L'Académie brésilienne du sommeil (ABS) met en lumière des données récentes du ministère de la Santé qui mettent en évidence la forte prévalence de symptômes de manque de sommeil et d'insomnie chez les adultes du pays, avec un impact plus significatif chez les femmes. L'information est contenue dans la dernière Vigitel Brasil, la principale enquête nationale de surveillance des facteurs de risque et de protection contre les maladies chroniques non transmissibles.

Selon l'enquête, 31,7 % des adultes signalent au moins un symptôme d'insomnie, tandis que 20,2 % dorment moins de six heures par nuit, une durée considérée comme insuffisante pour rester en bonne santé. Les données se réfèrent à la population adulte résidant dans les capitales brésiliennes et dans le District fédéral, un groupe qui représente le principal portrait urbain de la population du pays.

L'analyse montre que les problèmes liés au sommeil ne sont pas répartis de manière égale. Les femmes ont une prévalence plus élevée de symptômes d'insomnie, avec 36,2 %, par rapport aux hommes, qui en enregistrent 26,2 %. En cas de courte durée de sommeil, le pourcentage le plus élevé est observé chez les personnes âgées, atteignant 23,1% de la population âgée de 65 ans ou plus, bien que le problème soit également présent chez les adultes en âge de travailler.

L’étude met également en évidence les inégalités sociales en matière de habitudes de sommeil. Les adultes ayant un niveau d'éducation inférieur présentent des proportions plus élevées de symptômes de manque de sommeil et d'insomnie, ce qui indique l'influence de facteurs socio-économiques, des conditions de travail et de l'accès à l'information sur la qualité du sommeil.

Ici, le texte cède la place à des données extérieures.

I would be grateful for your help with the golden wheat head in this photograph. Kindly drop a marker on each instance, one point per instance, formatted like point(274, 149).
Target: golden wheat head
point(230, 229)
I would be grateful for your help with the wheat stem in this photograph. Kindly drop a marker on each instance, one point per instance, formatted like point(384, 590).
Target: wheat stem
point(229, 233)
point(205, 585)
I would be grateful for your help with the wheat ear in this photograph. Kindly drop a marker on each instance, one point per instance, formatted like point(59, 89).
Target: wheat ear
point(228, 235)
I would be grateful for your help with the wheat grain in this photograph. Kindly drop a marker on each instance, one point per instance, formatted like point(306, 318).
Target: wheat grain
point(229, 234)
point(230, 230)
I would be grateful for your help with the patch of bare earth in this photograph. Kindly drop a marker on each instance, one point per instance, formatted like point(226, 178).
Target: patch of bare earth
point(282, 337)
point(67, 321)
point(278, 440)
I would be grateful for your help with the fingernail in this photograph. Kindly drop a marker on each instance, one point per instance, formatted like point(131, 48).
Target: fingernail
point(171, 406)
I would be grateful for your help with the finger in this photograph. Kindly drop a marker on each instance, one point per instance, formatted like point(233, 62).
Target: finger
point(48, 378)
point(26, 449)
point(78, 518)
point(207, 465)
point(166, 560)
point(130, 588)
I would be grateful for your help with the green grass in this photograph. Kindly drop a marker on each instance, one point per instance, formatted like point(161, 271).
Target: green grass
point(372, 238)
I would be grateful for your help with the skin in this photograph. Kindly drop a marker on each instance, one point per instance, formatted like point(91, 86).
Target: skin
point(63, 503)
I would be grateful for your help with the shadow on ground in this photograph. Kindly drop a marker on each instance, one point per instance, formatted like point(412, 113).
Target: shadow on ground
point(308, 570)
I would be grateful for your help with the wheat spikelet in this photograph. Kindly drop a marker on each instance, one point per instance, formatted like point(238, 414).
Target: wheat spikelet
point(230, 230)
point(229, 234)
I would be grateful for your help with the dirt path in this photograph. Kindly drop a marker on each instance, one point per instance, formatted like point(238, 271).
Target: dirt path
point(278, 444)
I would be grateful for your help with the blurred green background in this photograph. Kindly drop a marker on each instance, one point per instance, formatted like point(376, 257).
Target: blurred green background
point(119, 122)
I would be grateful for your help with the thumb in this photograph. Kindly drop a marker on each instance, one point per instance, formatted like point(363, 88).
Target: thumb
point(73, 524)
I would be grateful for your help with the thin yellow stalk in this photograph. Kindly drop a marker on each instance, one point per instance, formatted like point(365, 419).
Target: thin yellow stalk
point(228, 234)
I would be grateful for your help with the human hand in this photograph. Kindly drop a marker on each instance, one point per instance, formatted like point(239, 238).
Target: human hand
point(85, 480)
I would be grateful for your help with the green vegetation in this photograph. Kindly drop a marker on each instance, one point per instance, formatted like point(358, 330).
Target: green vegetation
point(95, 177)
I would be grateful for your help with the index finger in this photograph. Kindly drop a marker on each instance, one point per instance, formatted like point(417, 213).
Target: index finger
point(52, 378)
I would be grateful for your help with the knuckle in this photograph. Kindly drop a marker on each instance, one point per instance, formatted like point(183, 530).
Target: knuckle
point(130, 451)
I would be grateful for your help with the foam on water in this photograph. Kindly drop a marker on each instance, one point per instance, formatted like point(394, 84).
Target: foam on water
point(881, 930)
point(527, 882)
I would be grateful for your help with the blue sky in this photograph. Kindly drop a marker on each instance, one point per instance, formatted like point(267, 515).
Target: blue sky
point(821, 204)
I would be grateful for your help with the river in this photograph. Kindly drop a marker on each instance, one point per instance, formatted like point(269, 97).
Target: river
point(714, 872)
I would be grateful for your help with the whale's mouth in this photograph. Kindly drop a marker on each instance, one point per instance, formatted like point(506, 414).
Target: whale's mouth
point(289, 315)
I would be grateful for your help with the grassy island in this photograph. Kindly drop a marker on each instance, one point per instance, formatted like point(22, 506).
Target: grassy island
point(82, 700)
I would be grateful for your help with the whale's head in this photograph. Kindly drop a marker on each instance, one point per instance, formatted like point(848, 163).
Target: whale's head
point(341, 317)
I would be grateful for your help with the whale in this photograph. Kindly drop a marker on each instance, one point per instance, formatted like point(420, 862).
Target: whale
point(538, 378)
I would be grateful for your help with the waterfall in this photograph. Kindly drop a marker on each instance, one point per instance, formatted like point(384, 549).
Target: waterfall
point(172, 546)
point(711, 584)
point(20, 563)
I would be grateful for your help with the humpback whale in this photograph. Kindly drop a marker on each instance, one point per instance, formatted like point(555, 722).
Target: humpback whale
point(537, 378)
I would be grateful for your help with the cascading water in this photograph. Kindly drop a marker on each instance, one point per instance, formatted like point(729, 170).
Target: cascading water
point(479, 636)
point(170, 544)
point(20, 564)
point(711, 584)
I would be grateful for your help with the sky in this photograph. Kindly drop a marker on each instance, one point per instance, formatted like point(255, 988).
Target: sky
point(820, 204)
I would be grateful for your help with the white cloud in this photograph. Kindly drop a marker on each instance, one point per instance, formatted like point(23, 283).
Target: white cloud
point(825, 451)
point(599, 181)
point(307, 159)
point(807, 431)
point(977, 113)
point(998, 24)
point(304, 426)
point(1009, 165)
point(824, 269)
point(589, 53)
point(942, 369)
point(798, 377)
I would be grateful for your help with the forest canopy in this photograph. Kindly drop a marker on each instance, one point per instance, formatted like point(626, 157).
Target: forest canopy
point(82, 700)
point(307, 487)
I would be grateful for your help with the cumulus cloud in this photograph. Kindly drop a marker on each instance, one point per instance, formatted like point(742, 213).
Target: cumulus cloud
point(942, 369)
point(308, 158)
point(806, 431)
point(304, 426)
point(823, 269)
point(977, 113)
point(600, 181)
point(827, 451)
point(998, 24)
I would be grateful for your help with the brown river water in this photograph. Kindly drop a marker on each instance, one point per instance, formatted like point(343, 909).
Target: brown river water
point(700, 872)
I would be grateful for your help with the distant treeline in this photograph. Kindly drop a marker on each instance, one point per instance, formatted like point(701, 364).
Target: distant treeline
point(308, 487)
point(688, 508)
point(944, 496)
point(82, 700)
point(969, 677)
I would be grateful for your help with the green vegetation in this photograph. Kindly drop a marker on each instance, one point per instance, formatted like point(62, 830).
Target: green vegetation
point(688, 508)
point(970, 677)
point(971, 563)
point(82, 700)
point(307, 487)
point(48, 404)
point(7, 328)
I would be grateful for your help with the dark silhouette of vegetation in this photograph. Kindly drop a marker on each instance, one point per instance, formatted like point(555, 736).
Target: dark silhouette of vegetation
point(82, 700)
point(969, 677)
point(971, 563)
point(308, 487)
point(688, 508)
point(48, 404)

Un autre point fort est la variation entre les capitales brésiliennes. Des villes comme Maceió, Salvador et Macapá ont des proportions proches ou supérieures à un quart de la population adulte dormant moins de six heures par nuit, tandis que des capitales comme Campo Grande, Florianópolis et Porto Alegre enregistrent des pourcentages nettement inférieurs, révélant des différences régionales dans les habitudes de sommeil et les conditions de vie urbaines.

Pour l’Académie brésilienne du sommeil, les données mettent en évidence un problème de santé publique souvent sous-estimé. L'insomnie et le manque de sommeil ne se limitent pas à la fatigue ou à l'inconfort quotidien et sont associés à un risque accru d'hypertension, de diabète, d'obésité, de dépression, d'anxiété et de maladies cardiovasculaires. La privation chronique de sommeil compromet le métabolisme, l’immunité et les performances cognitives et, lorsqu’elle devient courante au niveau de la population, contribue à alourdir le fardeau des maladies chroniques et à surcharger le système de santé.

Les résultats renforcent l’importance d’inclure le sommeil de manière plus structurée dans les stratégies de promotion de la santé, de prévention des maladies et d’éducation sanitaire, en plus d’élargir l’accès au diagnostic et au traitement des troubles du sommeil au Brésil.

Vigitel est la principale enquête téléphonique du pays pour le suivi des facteurs de risque et de protection contre les maladies chroniques non transmissibles. L'inclusion d'indicateurs spécifiques du sommeil élargit la compréhension des habitudes qui ont un impact direct sur la santé, la productivité et la qualité de vie de la population brésilienne.